Published July 17, 2023 | Version v1
Journal article Open

Appraisal of the Politeness Principle: A Linguistic Analysis of Teacher-Student Conversation

  • 1. Department of English, Ibrahim Badamasi Babangida University, Lapai, Niger State, Nigeria
  • 2. Department of European Languages, Federal University Birnin-Kebbi, Kebbi State, Nigeria

Description

This study is an appraisal the Politeness Principle as used in teacher-student conversation. Human society cannot
exist without the instrumentality of language. Language is used by people to communicate with their fellow human
beings across domains: schools, hospitals, markets, churches, mosques, homes, etc. Scholars acknowledge the fact
that language has positive and negative connotations. The subject of this study (politeness) essentially captures the
positive way of deploying language in conversations. Beyond a school setting, language can be used politely,
impolitely, as a face-saving act (FSA) and as a face-threatening act (FTA). However, there are usually
consequences for misusing language; for example, while impoliteness results in a face-threatening act, politeness
prevents it. In language and linguistics, theoretical frameworks are appraised in terms of their applicability,
relevance and potency in the elucidation of language use in different categories of texts (genres).

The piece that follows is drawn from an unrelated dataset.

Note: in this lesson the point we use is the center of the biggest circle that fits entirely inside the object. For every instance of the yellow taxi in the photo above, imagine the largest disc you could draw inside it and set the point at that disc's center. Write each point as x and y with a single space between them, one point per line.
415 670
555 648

Brown and
Levinson"s View on politeness, anchors this study, and the analyses rely on the Content Analysis Method. The
Random Sampling Method is used to select conversational turns from the recorded text. The study concludes that
politeness strategies used in the data include agreement, commendation, clarification, indirect speech act, among
others. Each of these strategies has specific communicative functions in the entire text.